The Fallaci spirit

I see that Enza Ferreri has a piece remembering the late Italian journalist and ethnopatriot Oriana Fallaci.
That's a coincidence; I was about to post some quotes from Fallaci, because in the wake of the events in Paris I thought of Miss Fallaci and her fiery spirit, her outspoken warnings about the dangerous course Europe was pursuing. As Enza Ferreri says, Fallaci's words seem especially apropos now.

"The canard of "moderate" Islam, the comedy of tolerance, the lie of the integration, the farce of multiculturalism continue. And with that, the attempt to make us believe that the enemy consists of a small minority and that small minority lives in distant countries. Well, the enemy is not a small minority. And he's in our home."
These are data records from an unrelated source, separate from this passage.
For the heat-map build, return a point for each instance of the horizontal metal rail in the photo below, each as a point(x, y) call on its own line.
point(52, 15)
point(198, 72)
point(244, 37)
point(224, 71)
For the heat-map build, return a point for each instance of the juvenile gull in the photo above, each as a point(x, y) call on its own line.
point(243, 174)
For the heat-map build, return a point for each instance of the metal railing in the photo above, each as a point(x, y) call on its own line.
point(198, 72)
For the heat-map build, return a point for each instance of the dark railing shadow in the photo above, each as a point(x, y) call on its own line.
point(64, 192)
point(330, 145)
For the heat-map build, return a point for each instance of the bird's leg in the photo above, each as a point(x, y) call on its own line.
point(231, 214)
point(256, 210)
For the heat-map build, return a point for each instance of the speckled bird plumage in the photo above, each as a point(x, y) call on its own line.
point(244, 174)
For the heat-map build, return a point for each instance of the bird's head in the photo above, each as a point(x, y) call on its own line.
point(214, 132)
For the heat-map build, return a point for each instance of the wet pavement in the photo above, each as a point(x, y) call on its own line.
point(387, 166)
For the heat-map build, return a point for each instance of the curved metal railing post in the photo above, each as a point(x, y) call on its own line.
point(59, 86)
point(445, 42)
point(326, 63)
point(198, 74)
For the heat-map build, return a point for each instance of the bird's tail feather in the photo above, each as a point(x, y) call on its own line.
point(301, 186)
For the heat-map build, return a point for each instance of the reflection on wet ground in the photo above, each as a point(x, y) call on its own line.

Fallaci was an inspiration to me back in the days when I had just begun blogging, and Islam was very much in the forefront of our concerns. I was drawn to Fallaci because she displayed the passionate spirit that is so essential on our part in these times. Her words were a breath of fresh air, and I admired the boldness with which she expressed herself. Was she perfect? No; she started out as a leftist, and her experiences led her away from some of her earlier views. (I mention this pre-emptively, lest someone say ''but, but, she was a Communist"). But she was capable of learning by life experience -- a rare thing amongst leftists. Few people of any political mindset seem capable of re-thinking their habitual views, but she did.

J. R. Nyquist, back in 2006, in an article about Fallaci, said:

Fear is the determining factor in the decline of democracy, Fallaci claims. And therefore courage is the antidote. Tried in Paris for writing that Muslims “breed like rats” (“Ils se multiplient comme les rats”), Fallaci denounces Europe’s intellectuals as “the oblivious ones.” Her analysis is precise. She identifies a mortal threat to Western Civilization. It is the mortal threat of our own cowardice before the truth. The Muslims are flooding into Europe, building mosques and having babies. Europe is being inundated by this invasion, and soon it will cease to exist as Europe. Already, she explains, it is too late because Europe has been poisoned by socialism and enslaved by a comfortable and false conservatism. Caught between the two there is no manhood left, no freedom for reason, and no chance for reemergence. Europe has fallen to the “gurus of Political Correctness and the agitprops of victimism … wailing in the name of Human-Rights.”
 [...]
Decades ago Europe bought into the nonsense that “peace” is a choice if only we set aside our belligerent instincts. And so, Europe sees no enemy in Islam. Instead, Europe protects and incubates the Islamic serpent’s egg held fast to its bosom. Any other course is viewed as “racism.” The very act of protecting one’s culture, of defending the boundary that separates “them” from “us,” is considered illegitimate. The Muslim response to European tolerance is simple: They defend their cultural identity, threatening death to anyone who criticizes the Prophet Mohammed. At the same time, Western Europe sacrifices freedom of speech in order to placate Muslim immigrants. Islam can defend its “rights” while European culture must give way.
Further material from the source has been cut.